Babesiosis is a serious tick-borne disease spread by ticks which carry Babesia species – a parasite similar to malaria which lives inside red bloods cells. This was previously not a problem for dogs in this country however due to no longer having to treat dogs entering this country for ticks and relaxation in quarantine rules the disease has now been imported. Recent outbreaks have occurred in Essex. Clinical signs tend to be most common in puppies or younger dogs; however adult dogs are also at risk, particularly if they are immunosuppressed or ill for another reason. Dogs can also become carriers of the disease – meaning they remain infected even once signs of the disease have gone.
- Babesiosis is transmitted by ticks and causes damage to dog’s red blood cells and vessels.
- The ticks become infected by feeding on infected dogs and then pass the disease on from their salivary glands when they feed on the next dog.

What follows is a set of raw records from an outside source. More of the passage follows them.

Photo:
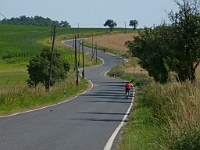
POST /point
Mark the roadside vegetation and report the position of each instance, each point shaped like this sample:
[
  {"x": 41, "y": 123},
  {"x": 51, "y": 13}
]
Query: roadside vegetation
[
  {"x": 19, "y": 44},
  {"x": 166, "y": 110}
]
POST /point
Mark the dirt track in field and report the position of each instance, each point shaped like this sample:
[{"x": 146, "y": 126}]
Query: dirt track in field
[{"x": 117, "y": 41}]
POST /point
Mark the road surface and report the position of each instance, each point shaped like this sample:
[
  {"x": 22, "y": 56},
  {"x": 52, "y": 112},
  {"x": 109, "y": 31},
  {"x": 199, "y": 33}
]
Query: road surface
[{"x": 84, "y": 123}]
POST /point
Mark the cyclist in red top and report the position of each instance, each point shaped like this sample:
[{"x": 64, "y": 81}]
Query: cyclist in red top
[{"x": 127, "y": 89}]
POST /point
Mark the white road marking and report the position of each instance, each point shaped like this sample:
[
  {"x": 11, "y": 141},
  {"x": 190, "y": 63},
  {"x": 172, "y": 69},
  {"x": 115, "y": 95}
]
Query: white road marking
[{"x": 109, "y": 144}]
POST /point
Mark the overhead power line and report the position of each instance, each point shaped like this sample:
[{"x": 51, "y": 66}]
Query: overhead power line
[{"x": 3, "y": 15}]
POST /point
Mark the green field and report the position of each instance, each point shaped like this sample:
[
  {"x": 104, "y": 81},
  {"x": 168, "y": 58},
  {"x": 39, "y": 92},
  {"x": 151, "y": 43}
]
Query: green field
[{"x": 18, "y": 44}]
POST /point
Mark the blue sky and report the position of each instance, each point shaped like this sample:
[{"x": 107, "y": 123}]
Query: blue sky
[{"x": 92, "y": 13}]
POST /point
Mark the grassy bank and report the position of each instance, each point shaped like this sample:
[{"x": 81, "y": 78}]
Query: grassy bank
[
  {"x": 18, "y": 45},
  {"x": 164, "y": 117}
]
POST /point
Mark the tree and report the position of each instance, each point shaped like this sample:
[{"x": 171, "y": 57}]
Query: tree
[
  {"x": 39, "y": 66},
  {"x": 186, "y": 39},
  {"x": 152, "y": 50},
  {"x": 111, "y": 24},
  {"x": 133, "y": 23},
  {"x": 171, "y": 48},
  {"x": 35, "y": 21}
]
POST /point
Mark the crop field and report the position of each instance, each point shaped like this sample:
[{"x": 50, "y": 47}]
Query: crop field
[{"x": 117, "y": 41}]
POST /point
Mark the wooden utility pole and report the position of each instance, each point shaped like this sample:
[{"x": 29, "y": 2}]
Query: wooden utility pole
[
  {"x": 83, "y": 72},
  {"x": 96, "y": 51},
  {"x": 76, "y": 64},
  {"x": 52, "y": 56}
]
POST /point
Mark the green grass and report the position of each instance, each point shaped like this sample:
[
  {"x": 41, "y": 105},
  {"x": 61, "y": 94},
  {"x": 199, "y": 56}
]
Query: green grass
[
  {"x": 18, "y": 45},
  {"x": 141, "y": 131}
]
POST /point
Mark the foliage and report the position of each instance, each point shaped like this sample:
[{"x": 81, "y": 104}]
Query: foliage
[
  {"x": 133, "y": 23},
  {"x": 111, "y": 23},
  {"x": 171, "y": 48},
  {"x": 35, "y": 21},
  {"x": 151, "y": 51},
  {"x": 39, "y": 65},
  {"x": 176, "y": 108},
  {"x": 185, "y": 39},
  {"x": 186, "y": 139}
]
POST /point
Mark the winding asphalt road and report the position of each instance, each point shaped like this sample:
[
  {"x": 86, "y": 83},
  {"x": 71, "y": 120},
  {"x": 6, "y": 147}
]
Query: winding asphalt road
[{"x": 86, "y": 122}]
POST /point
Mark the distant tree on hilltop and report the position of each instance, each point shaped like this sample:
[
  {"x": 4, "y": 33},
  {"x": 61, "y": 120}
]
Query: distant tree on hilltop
[
  {"x": 35, "y": 21},
  {"x": 111, "y": 24}
]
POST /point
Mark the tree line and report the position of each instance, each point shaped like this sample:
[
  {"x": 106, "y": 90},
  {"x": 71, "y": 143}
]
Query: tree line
[
  {"x": 111, "y": 24},
  {"x": 171, "y": 48},
  {"x": 35, "y": 21}
]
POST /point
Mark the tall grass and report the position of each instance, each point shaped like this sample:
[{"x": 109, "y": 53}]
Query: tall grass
[
  {"x": 21, "y": 97},
  {"x": 176, "y": 106}
]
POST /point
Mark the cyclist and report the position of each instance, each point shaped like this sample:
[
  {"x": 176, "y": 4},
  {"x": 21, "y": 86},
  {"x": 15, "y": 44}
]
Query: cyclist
[{"x": 127, "y": 89}]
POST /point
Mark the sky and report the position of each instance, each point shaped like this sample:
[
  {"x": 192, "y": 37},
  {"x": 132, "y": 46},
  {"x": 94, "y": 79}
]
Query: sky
[{"x": 92, "y": 13}]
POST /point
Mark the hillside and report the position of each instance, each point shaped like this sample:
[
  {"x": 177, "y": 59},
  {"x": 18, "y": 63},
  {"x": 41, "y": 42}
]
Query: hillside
[{"x": 116, "y": 41}]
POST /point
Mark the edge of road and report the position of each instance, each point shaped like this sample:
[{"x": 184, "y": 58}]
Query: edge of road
[{"x": 109, "y": 143}]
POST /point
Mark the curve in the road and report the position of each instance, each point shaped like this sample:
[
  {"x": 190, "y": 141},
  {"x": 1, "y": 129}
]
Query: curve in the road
[{"x": 86, "y": 122}]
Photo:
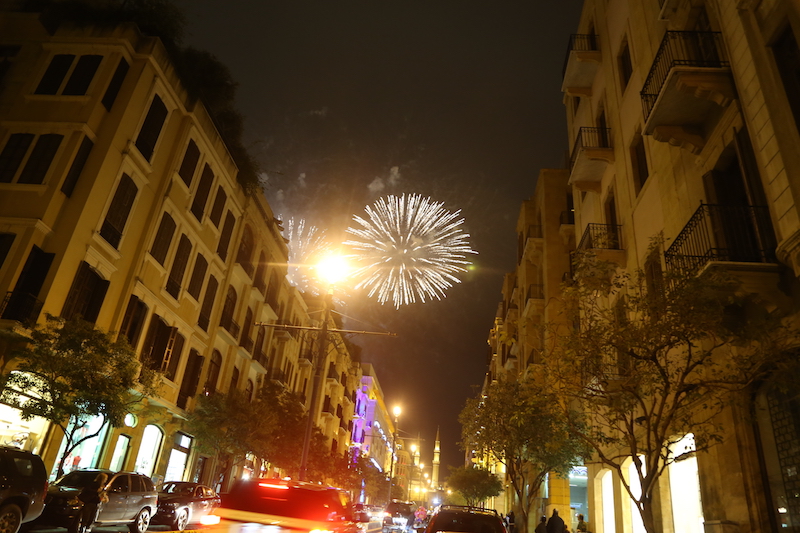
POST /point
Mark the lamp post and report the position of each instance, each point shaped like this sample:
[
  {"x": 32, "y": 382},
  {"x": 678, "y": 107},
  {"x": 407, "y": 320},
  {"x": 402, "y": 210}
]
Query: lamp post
[
  {"x": 396, "y": 411},
  {"x": 331, "y": 269}
]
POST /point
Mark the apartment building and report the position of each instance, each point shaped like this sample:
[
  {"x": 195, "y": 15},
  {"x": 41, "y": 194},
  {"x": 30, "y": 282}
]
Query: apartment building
[
  {"x": 119, "y": 202},
  {"x": 683, "y": 121}
]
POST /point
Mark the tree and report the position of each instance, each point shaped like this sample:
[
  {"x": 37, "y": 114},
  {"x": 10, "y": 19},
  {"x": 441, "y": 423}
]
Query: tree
[
  {"x": 519, "y": 424},
  {"x": 70, "y": 372},
  {"x": 475, "y": 484},
  {"x": 648, "y": 359}
]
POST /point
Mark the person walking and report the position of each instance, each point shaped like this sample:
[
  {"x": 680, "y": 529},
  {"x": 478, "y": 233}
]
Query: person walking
[
  {"x": 581, "y": 527},
  {"x": 92, "y": 496},
  {"x": 555, "y": 524}
]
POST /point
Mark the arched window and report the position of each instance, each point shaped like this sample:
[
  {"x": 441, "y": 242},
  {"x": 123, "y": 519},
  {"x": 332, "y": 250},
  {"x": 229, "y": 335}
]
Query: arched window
[
  {"x": 245, "y": 255},
  {"x": 227, "y": 312},
  {"x": 214, "y": 367}
]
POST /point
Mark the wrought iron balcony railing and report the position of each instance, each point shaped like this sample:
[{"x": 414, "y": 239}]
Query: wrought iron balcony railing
[
  {"x": 22, "y": 307},
  {"x": 601, "y": 237},
  {"x": 580, "y": 43},
  {"x": 741, "y": 234},
  {"x": 702, "y": 49},
  {"x": 589, "y": 138}
]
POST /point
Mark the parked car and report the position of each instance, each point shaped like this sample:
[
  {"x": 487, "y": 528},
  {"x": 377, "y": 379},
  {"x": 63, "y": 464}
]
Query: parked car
[
  {"x": 23, "y": 486},
  {"x": 181, "y": 503},
  {"x": 132, "y": 500},
  {"x": 398, "y": 516},
  {"x": 464, "y": 519},
  {"x": 284, "y": 506}
]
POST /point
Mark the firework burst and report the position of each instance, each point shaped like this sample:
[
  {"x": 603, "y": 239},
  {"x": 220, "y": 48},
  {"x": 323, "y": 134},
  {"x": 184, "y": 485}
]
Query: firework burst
[{"x": 408, "y": 248}]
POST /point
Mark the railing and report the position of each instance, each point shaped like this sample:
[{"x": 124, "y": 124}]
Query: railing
[
  {"x": 579, "y": 43},
  {"x": 589, "y": 138},
  {"x": 21, "y": 306},
  {"x": 681, "y": 48},
  {"x": 601, "y": 237},
  {"x": 740, "y": 234}
]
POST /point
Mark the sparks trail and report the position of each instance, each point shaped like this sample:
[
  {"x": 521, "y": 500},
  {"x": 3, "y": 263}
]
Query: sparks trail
[{"x": 408, "y": 248}]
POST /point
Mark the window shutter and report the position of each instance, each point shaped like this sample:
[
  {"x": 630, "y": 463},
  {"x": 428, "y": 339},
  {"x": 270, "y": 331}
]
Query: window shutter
[
  {"x": 116, "y": 84},
  {"x": 82, "y": 75},
  {"x": 201, "y": 195},
  {"x": 118, "y": 211},
  {"x": 151, "y": 128},
  {"x": 77, "y": 166},
  {"x": 42, "y": 155}
]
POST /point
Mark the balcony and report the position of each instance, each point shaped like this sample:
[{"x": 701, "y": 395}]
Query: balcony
[
  {"x": 22, "y": 307},
  {"x": 723, "y": 233},
  {"x": 580, "y": 65},
  {"x": 606, "y": 242},
  {"x": 591, "y": 154},
  {"x": 687, "y": 88}
]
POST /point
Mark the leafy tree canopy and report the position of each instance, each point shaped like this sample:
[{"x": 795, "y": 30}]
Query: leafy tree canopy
[
  {"x": 475, "y": 484},
  {"x": 70, "y": 371}
]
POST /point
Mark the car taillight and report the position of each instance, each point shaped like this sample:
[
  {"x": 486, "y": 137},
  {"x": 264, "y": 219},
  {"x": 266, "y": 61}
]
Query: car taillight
[{"x": 209, "y": 520}]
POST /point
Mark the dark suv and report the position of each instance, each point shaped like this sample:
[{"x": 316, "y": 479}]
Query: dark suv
[
  {"x": 23, "y": 485},
  {"x": 132, "y": 500},
  {"x": 464, "y": 519},
  {"x": 398, "y": 516},
  {"x": 284, "y": 506}
]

- Ticks can feed for up to 3 days before they transmit the infection.
- Dogs can die within a day of the appearance of clinical signs.
- Recognition of signs –all of these are quite vague signs and can be pointers towards many diseases but a history of tick attachment is important to mention.

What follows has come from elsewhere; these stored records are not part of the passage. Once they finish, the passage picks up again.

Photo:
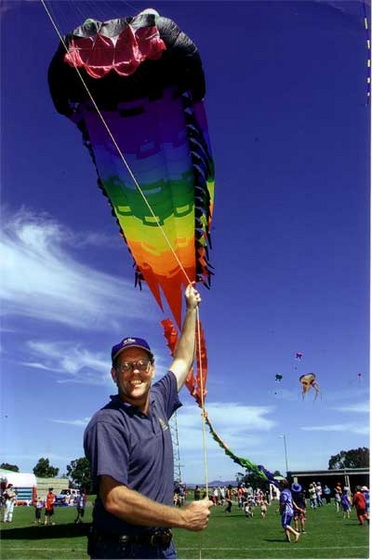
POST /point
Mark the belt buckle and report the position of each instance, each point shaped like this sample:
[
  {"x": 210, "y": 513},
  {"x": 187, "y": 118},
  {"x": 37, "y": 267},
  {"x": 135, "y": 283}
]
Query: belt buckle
[
  {"x": 161, "y": 538},
  {"x": 123, "y": 539}
]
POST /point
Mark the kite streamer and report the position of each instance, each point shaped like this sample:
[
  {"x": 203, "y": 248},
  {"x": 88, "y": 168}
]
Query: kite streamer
[
  {"x": 134, "y": 87},
  {"x": 196, "y": 386}
]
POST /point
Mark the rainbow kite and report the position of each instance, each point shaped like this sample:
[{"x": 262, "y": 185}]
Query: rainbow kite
[{"x": 135, "y": 87}]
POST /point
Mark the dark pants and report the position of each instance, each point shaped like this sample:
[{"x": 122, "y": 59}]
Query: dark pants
[{"x": 108, "y": 549}]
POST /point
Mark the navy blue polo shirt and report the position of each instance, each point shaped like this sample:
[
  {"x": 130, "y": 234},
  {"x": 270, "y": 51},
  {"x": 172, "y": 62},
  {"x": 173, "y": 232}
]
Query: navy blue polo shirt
[{"x": 134, "y": 448}]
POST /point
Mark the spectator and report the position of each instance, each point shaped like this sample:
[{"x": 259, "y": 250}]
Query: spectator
[
  {"x": 80, "y": 506},
  {"x": 228, "y": 498},
  {"x": 312, "y": 496},
  {"x": 327, "y": 494},
  {"x": 197, "y": 493},
  {"x": 39, "y": 504},
  {"x": 299, "y": 514},
  {"x": 359, "y": 502},
  {"x": 338, "y": 494},
  {"x": 345, "y": 502},
  {"x": 10, "y": 497},
  {"x": 286, "y": 508},
  {"x": 365, "y": 491},
  {"x": 319, "y": 494}
]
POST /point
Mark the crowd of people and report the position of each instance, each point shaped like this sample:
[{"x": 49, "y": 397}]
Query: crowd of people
[
  {"x": 41, "y": 505},
  {"x": 293, "y": 502}
]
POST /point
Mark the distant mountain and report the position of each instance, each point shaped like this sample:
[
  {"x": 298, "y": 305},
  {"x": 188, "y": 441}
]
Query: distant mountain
[{"x": 211, "y": 484}]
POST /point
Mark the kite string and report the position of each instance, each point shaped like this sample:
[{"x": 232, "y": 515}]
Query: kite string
[
  {"x": 202, "y": 405},
  {"x": 157, "y": 223},
  {"x": 117, "y": 147},
  {"x": 199, "y": 357}
]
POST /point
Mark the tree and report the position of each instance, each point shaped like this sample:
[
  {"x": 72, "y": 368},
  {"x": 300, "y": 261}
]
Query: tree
[
  {"x": 79, "y": 472},
  {"x": 9, "y": 467},
  {"x": 43, "y": 469},
  {"x": 352, "y": 459}
]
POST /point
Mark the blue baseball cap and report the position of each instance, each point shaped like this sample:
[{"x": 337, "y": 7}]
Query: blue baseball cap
[{"x": 130, "y": 342}]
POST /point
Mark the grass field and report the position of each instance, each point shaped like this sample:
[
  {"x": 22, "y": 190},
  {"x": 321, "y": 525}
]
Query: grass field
[{"x": 228, "y": 536}]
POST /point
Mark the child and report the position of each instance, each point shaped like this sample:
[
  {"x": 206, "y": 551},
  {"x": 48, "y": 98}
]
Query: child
[
  {"x": 39, "y": 504},
  {"x": 345, "y": 503}
]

- Loss of appetite/weight loss
- Enlarged lymph nodes
- Pale gums/mouth ulcers
- Increased respiratory rate
- Discoloured urine
- Swelling of the head or legs or lameness/stiffness
- Neurological signs e.g. incoordination, seizures.
- Sudden death
- Blood tests – including looking for the parasites within the blood and urine tests
Early treatment is very important so monitoring your dog very closely for any signs of unusual behaviour or signs of illness are vital. Injections of drugs, intravenous fluid therapy or blood transfusions may be required in severe cases
Prevention is key with this potentially fatal but avoidable disease. Various products are available that prevent ticks but the products that we stock and are currently recommending are:
- Seresto collars are worn for 8 months at a time and provide protection against ticks before they are able to transit the disease. This is safe to be used at the same time as advocate.
- Advantix is a spot on solution which also provides protection against ticks before they are able to transmit the disease. This must be used at least 14 days apart from any other spot on medications e.g. advocate.
- Check for and remove any ticks using tick hooks as soon as one is noticed on your dog. Ideally you should check your dog after every walk but at least once a day.